On February 13th, five writers gathered at Brooklyn’s Franklin Park as part of the bar’s monthly reading series. This month, the lineup encompassed Will Snider, Chiara Barzini, Kate Zambreno, Martha Southgate, and Ben Marcus. Host Penina Roth introduced the theme as being loosely related to Valentine’s Day, albeit “twisted love stories.”
Both Snider and Southgate focused on sexual tension within very particular groups of colleagues. In Snider’s case, it was among several war correspondents in Mogadishu; in Southgate’s (an excerpt from her novel The Taste of Salt), it was a slow-burning flirtation between a pair of marine biologists.

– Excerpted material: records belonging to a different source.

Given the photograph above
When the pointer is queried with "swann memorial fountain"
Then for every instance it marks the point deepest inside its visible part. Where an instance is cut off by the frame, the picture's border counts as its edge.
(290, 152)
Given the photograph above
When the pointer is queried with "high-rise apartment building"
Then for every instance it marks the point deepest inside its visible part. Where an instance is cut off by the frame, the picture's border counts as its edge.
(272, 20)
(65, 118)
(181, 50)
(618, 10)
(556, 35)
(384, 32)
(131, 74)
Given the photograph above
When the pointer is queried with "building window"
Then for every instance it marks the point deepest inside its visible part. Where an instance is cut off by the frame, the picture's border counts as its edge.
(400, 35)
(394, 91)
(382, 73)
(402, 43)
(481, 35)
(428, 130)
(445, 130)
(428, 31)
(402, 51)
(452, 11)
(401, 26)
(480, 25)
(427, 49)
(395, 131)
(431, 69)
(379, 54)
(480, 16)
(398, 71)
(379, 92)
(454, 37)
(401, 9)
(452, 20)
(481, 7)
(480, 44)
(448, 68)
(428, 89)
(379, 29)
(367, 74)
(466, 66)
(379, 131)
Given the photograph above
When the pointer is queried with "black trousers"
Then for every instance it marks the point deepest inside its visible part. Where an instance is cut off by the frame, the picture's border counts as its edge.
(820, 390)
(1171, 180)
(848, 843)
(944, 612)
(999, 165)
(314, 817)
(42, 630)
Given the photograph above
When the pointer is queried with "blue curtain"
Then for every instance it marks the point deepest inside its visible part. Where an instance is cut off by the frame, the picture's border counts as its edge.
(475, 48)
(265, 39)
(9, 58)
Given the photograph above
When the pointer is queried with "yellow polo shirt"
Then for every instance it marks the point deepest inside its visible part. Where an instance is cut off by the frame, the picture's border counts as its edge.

Kate Zambreno read a trio of selections from her novel Green Girl, while Chiara Barzini read six of the short stories included in her collection Sister Stop Breathing. Hearing Barzini read these out loud, I found myself noticing details that didn’t stand out as much during my reading: a discarded flute in “Practice Items,” for instance.
Ben Marcus closed out the night with a series of short excerpts from his novel The Flame Alphabet. “It’s…just good times throughout this book,” he quipped after reading scenes outlining the slow crumbling of civilization, the implosion of language, and scenes of small children talking their elders into oblivion. (Given its themes and verbal imagery, I’m now wondering how Marcus’s novel might work as a sort of double bill with China Mieville’s Embassytown.)